Le pire, a mon avis, est celui qui represente
la science comme faite.
A. de Candolle
Так называемый „формальный метод“ образовался не в результате создания особой „методологической“ системы, а в процессе борьбы за самостоятельность и конкретность литературной науки. Понятие „метода“ вообще несоответственно расширилось и стало обозначать слишком многое. Принципиальным для „формалистов“ (1) является вопрос не о методах изучения литературы, а литературе как предмете изучения. Ни о какой методологии мы, в сущности, не говорим и не спорим. Мы говорим и можем говорить только о некоторых теоретических принципах, подсказанных нам не той или другой готовой методологической или эстетической системой, а изучением конкретного материала в его специфических особенностях. Теоретические и историко-литературные работы формалистов выражают эти принципы с достаточной определенностью, но вокруг них за эти 10 лет накопилось так много новых вопросов и старых недоразумений, что не мешает сделать попытку некоторой их сводки — не в виде догматической системы, а в виде исторического итога. Важно показать, как началась работа формалистов и как и в чем она эволюционирует.
Момент эволюции очень важен в истории формального метода. Наши противники и многие из наших последователей упускают это из виду. Мы окружены эклектиками и эпигонами, превращающими формальный метод в некую неподвижную систему „формализма“, которая служит им для выработки терминов, схем и классификаций. Эта система очень удобна для критики, но совершенно не характерна для формального метода. Никакой такой готовой системы или доктрины у нас не было и нет. В своей научной работе мы ценим теорию только как рабочую гипотезу, при помощи которой обнаруживаются и осмысливаются факты, т. е. осознаются как закономерные и становятся материалом для исследования.
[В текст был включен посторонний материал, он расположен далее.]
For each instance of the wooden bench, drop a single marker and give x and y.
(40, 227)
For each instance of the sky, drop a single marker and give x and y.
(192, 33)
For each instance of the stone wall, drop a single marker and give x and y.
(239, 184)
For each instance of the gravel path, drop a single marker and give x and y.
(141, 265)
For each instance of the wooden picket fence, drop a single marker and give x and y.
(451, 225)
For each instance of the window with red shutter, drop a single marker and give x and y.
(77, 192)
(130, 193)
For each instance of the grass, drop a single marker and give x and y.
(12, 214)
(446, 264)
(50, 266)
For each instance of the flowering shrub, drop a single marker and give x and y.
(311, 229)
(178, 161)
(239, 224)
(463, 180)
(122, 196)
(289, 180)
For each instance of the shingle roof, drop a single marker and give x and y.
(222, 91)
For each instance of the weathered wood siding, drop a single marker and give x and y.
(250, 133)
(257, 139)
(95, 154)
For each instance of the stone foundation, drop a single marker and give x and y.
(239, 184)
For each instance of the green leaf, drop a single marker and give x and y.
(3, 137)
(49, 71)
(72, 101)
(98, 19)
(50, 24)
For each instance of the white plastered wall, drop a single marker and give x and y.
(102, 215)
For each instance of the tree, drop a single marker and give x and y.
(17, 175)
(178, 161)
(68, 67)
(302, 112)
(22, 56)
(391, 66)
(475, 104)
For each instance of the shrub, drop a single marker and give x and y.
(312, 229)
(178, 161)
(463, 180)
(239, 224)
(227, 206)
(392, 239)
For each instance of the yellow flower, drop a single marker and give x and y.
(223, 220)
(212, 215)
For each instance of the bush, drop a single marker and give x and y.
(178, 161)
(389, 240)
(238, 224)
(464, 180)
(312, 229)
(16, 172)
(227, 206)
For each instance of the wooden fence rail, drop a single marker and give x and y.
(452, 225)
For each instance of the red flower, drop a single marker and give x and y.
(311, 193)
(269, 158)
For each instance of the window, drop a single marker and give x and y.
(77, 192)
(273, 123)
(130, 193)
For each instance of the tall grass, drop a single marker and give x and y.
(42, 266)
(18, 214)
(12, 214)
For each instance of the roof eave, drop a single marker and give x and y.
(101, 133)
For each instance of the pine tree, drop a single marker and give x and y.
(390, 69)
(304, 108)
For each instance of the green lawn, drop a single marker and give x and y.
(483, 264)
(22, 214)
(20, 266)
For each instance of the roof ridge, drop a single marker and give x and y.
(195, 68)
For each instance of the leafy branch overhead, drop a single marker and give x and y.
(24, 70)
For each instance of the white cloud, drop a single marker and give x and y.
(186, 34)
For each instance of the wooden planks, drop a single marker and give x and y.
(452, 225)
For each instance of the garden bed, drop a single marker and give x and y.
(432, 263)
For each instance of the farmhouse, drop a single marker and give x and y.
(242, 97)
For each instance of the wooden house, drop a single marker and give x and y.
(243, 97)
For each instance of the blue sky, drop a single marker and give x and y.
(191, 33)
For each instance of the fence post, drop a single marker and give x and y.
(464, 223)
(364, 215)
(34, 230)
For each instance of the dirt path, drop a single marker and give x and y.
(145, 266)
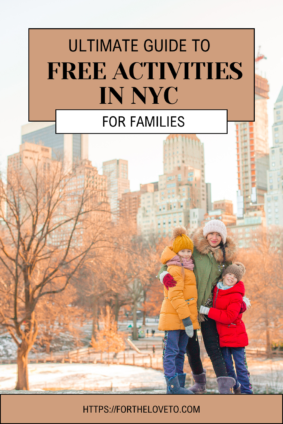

Поэтому мы не занимаемся определениями, которых так жаждут эпигоны, и не строим общих теорий, которые так любезны эклектикам. Мы устанавливаем конкретные принципы и держимся их в той мере, в какой они оправдываются на материале. Если материал требует усложнения или изменения, мы их усложняем или изменяем. В этом смысле мы достаточно свободны от собственных теорий, как и должна быть свободна наука, поскольку есть разница между теорией и убеждением. Готовых наук нет — наука живет не установлением истин, а преодолением ошибок.
Задача этой статьи — не полемическая. Первоначальный период научной борьбы и журнальной полемики закончен. На такого рода „полемику“, какой удостоила меня „Печать и революция“ (1924, № 5), можно отвечать только новыми научными работами. Главная моя задача — показать, как формальный метод, постепенно эволюционируя и расширяя область изучения, совершенно выходит за пределы того, что обычно называется методологией, и превращается в особую науку о литературе как о специфическом ряде фактов. В пределах этой науки возможно развитие самых разнообразных методов, если только при этом в центре внимания остается специфичность изучаемого материала. Таково было, в сущности, стремление формалистов с самого начала, и именно такой смысл имела их борьба со старыми традициями. Присвоенное этому движению и прочно утвердившееся за ним наименование „формального метода“ следует понимать условно — как исторический термин, и не исходить из него как из действительного определения. Для нас характерен не „формализм“ как эстетическая теория и не «методология» как законченная научная система, а только стремление к созданию самостоятельной литературной науки на основе специфических свойств литературного материала. Нам нужно только теоретическое и историческое осознание фактов словесного искусства как такового.
(1) Под «формалистами» я разумею в этой статье только ту группу теоретиков, которая объединилась в «Обществе изучения поэтического языка» (ОПОЯЗ) и с 1916 г. начала издавать свои сборники.